Do jeito que as coisas estão, uma solução para o conflito deve partir dos beligerantes. No entanto, nada indica que a situação possa evoluir, pelo menos a curto prazo, no sentido de um cessar-fogo que permita o início de negociações para uma paz duradoura. As hostilidades continuam inabaláveis e não é possível prever um resultado militar decisivo.
Atualmente ambas as partes parecem estar preparando ações ofensivas visando consolidar ou reverter ganhos territoriais. Segundo a maioria dos analistas, a guerra provavelmente se estenderá por tempo indeterminado, aumentando o sofrimento e a destruição da Ucrânia e também trazendo grandes perdas humanas e materiais para a Rússia.
Aparentemente, nenhum dos envolvidos no conflito aceitaria qualquer solução que não pudesse ser vista como “vitória”. Para Kiev e a aliança que o apoia, a rendição de todos os territórios ocupados pela Rússia, incluindo a Crimeia, é essencial. Moscou, por sua vez, rejeita categoricamente essa possibilidade e acredita que a expansão da OTAN para o leste é, na verdade, apenas parte de um desenho geopolítico mais amplo que visa restringir a capacidade de atuação da Rússia no mundo. “Vitória” para a Rússia significa muito mais do que simplesmente impedir a Ucrânia de se juntar à aliança atlântica.
Para um lado ou para o outro, aceitar os termos do adversário implica o abandono de crenças arraigadas que envolvem considerações de equilíbrio estratégico, soberania e orgulho nacional, bem como os interesses de populações com percepções opostas de suas raízes culturais e fidelidade política. Não existe uma fórmula mágica para lidar com essas questões.
Muito recentemente, foram feitas sugestões genéricas e exploratórias sobre a possibilidade de articulação política de alguns Estados não envolvidos na guerra para a busca de soluções. De fato, muitos aspectos do conflito vão além de uma disputa bilateral. Qualquer proposta com uma chance mínima de sucesso terá que ser aceitável não apenas para a Rússia e a Ucrânia. Até agora, as partes diretamente interessadas não foram receptivas.
À medida que os custos humanos e materiais da guerra aumentam e afetam áreas maiores do mundo, é razoável supor que a pressão por uma solução negociada também aumentaria. Se os dois lados veem mais ganhos do que perdas em um possível acordo, podem achar interessante examinar sugestões vindas de países ou personalidades alheias ao conflito, das quais podem resultar progressos específicos.

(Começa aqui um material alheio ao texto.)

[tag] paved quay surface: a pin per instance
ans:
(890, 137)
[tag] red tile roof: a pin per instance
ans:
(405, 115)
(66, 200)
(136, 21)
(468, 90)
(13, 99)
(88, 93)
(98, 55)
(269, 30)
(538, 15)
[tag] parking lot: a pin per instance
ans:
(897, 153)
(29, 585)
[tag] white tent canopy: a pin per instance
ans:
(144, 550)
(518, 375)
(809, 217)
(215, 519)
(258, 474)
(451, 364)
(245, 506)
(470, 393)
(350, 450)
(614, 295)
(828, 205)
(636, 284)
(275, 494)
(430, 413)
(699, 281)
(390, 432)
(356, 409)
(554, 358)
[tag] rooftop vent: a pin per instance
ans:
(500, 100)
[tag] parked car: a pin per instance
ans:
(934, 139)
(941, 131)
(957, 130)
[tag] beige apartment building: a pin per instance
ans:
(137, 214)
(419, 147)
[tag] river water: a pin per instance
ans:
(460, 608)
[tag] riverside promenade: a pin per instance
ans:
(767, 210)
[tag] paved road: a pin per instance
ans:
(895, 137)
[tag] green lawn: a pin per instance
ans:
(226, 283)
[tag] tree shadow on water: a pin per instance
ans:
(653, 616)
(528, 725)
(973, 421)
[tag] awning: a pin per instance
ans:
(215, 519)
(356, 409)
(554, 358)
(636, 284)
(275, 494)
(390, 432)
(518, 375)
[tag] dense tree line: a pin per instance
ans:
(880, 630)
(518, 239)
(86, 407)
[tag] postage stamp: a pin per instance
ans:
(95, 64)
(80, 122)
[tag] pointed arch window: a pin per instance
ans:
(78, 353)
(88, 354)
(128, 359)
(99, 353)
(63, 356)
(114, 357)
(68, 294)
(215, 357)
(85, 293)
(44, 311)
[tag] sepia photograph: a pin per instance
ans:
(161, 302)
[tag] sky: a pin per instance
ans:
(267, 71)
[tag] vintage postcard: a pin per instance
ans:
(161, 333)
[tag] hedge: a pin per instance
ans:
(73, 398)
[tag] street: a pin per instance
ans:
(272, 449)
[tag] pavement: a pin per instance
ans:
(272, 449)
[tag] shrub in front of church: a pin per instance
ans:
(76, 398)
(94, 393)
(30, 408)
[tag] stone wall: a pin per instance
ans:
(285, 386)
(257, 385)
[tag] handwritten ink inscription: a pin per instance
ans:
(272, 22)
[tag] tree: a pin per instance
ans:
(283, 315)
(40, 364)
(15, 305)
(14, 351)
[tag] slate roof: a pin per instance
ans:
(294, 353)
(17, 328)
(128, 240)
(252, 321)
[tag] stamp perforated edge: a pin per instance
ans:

O Secretário-Geral das Nações Unidas poderia desempenhar um papel crucial neste processo, para o qual um cessar-fogo imediato é condição essencial. Numa fase posterior, entendimentos mais amplos poderão prever o estabelecimento de bases sólidas para uma nova arquitetura de segurança na Europa.

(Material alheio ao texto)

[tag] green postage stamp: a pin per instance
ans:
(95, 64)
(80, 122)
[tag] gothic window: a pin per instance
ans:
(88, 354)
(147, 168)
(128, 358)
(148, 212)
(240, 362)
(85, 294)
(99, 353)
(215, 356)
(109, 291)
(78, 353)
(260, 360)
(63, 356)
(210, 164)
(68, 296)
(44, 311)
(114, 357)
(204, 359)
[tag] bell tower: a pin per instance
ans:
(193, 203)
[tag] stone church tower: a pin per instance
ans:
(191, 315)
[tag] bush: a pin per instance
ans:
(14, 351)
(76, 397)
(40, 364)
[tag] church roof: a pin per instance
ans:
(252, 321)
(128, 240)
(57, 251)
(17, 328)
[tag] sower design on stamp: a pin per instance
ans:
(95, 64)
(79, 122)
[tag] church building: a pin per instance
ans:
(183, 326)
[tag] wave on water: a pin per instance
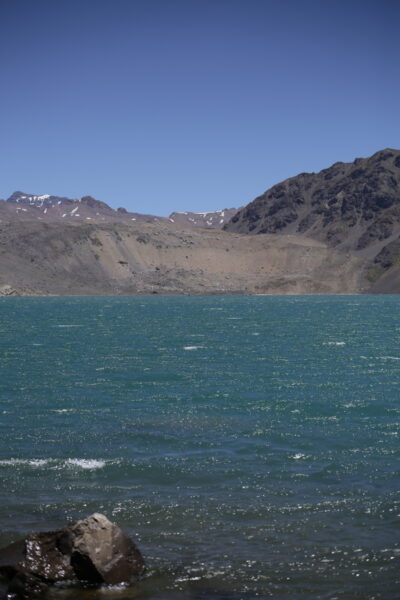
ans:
(80, 463)
(83, 463)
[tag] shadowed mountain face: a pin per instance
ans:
(337, 231)
(351, 205)
(354, 207)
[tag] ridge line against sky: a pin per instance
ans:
(186, 105)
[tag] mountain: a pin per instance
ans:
(123, 258)
(49, 208)
(354, 207)
(212, 219)
(52, 208)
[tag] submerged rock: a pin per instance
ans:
(92, 551)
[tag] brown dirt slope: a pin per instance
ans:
(78, 258)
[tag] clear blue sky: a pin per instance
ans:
(162, 105)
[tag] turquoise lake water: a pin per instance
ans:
(249, 445)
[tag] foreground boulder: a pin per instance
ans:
(91, 551)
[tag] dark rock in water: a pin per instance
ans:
(100, 551)
(92, 550)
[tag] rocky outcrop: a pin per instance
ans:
(355, 206)
(91, 551)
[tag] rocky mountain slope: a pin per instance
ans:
(74, 258)
(353, 207)
(52, 208)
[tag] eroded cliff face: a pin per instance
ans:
(132, 258)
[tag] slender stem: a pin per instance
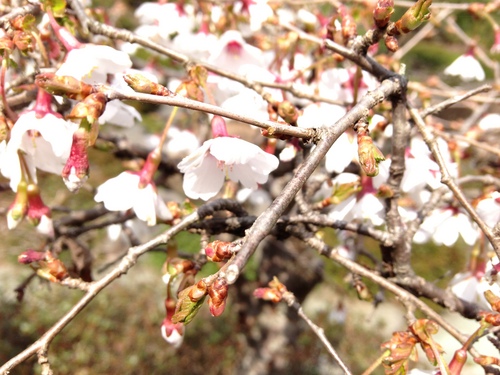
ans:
(267, 220)
(318, 331)
(448, 181)
(167, 126)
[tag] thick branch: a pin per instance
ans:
(267, 220)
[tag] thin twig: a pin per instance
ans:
(318, 331)
(267, 220)
(446, 179)
(432, 110)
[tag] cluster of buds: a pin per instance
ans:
(28, 203)
(189, 302)
(21, 35)
(348, 25)
(44, 264)
(402, 347)
(341, 26)
(340, 192)
(492, 318)
(274, 293)
(413, 18)
(64, 86)
(86, 113)
(176, 268)
(217, 292)
(369, 154)
(218, 251)
(173, 333)
(141, 84)
(382, 13)
(288, 112)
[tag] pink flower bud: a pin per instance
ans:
(219, 128)
(217, 251)
(189, 303)
(413, 18)
(141, 84)
(76, 170)
(218, 294)
(382, 13)
(64, 86)
(19, 207)
(369, 154)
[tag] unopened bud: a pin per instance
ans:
(268, 294)
(88, 112)
(493, 300)
(218, 295)
(391, 43)
(348, 24)
(413, 18)
(382, 13)
(176, 266)
(484, 360)
(191, 90)
(64, 86)
(30, 256)
(37, 209)
(19, 207)
(218, 125)
(369, 154)
(90, 108)
(187, 307)
(274, 293)
(288, 112)
(141, 84)
(76, 169)
(197, 291)
(24, 41)
(458, 361)
(218, 251)
(199, 75)
(45, 265)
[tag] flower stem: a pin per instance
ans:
(167, 127)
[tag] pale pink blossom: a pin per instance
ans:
(488, 209)
(445, 225)
(471, 285)
(124, 192)
(92, 63)
(467, 68)
(44, 141)
(232, 52)
(225, 157)
(360, 205)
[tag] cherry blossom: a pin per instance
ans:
(471, 285)
(489, 209)
(45, 141)
(445, 225)
(124, 192)
(361, 205)
(232, 52)
(467, 68)
(206, 169)
(92, 63)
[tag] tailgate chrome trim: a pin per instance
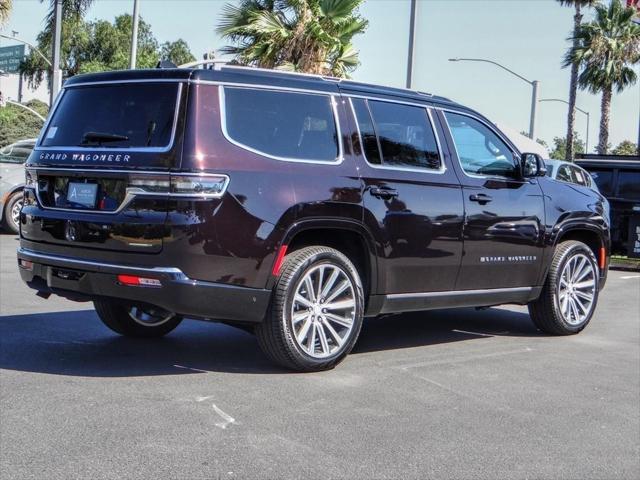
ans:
(93, 266)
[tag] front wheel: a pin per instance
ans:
(570, 294)
(140, 321)
(316, 311)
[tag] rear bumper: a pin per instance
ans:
(84, 280)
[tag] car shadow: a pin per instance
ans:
(77, 344)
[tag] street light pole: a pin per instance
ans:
(134, 36)
(56, 81)
(535, 85)
(579, 110)
(412, 40)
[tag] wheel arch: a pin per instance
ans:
(5, 198)
(594, 236)
(347, 236)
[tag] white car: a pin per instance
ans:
(570, 173)
(12, 158)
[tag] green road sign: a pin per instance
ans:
(10, 58)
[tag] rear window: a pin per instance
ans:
(128, 115)
(604, 180)
(629, 184)
(285, 125)
(16, 152)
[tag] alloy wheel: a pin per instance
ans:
(323, 310)
(149, 316)
(577, 289)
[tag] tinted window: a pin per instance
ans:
(480, 151)
(117, 116)
(405, 135)
(604, 180)
(629, 184)
(282, 124)
(367, 131)
(564, 174)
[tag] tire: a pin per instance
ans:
(570, 293)
(11, 215)
(302, 332)
(149, 322)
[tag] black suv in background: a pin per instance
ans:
(618, 178)
(296, 205)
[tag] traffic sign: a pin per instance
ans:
(10, 58)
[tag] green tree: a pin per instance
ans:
(98, 46)
(606, 49)
(18, 124)
(178, 52)
(626, 147)
(312, 36)
(5, 11)
(578, 6)
(559, 151)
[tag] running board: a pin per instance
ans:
(411, 302)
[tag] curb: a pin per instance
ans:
(624, 266)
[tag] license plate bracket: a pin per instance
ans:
(83, 194)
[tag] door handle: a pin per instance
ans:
(481, 198)
(383, 192)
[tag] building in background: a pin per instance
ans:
(12, 86)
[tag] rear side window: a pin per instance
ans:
(404, 136)
(285, 125)
(367, 131)
(127, 115)
(629, 184)
(480, 150)
(604, 180)
(564, 174)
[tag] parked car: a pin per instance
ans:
(570, 173)
(12, 158)
(618, 178)
(294, 206)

Existem muitos obstáculos no caminho para a paz, e nenhum deles pode ser superado fácil ou rapidamente. Eles podem, no entanto, ser identificados e compensados se houver bom senso suficiente para entender que a continuação e exacerbação das hostilidades representam o mais grave risco existencial para toda a humanidade na era nuclear. Compreender a verdadeira dimensão do perigo é um elemento vital para gerar o impulso e a vontade política necessários para evitá-lo.
Infelizmente, a história mostra que a razão e o bom senso nem sempre governam as ações dos indivíduos, incluindo líderes e governantes políticos. É de extrema importância redobrar os esforços para reverter o perigoso rumo da humanidade rumo à sua própria extinção. A humanidade não pode ficar refém da relação imprevisível entre países armados com os meios de destruição mais poderosos e indiscriminados já inventados.
Em sua opinião dissidente sobre a ação judicial das Ilhas Marshall contra os Estados com armas nucleares na Corte Internacional de Justiça em 2016, o juiz Antonio Augusto Cançado Trindade escreveu: “Um mundo com arsenais de armas nucleares, como o nosso, está fadado a destruir seus passado, ameaça perigosamente o presente e não tem futuro algum. As armas nucleares abrem caminho para o nada.”
Estas palavras merecem ser seriamente ponderadas.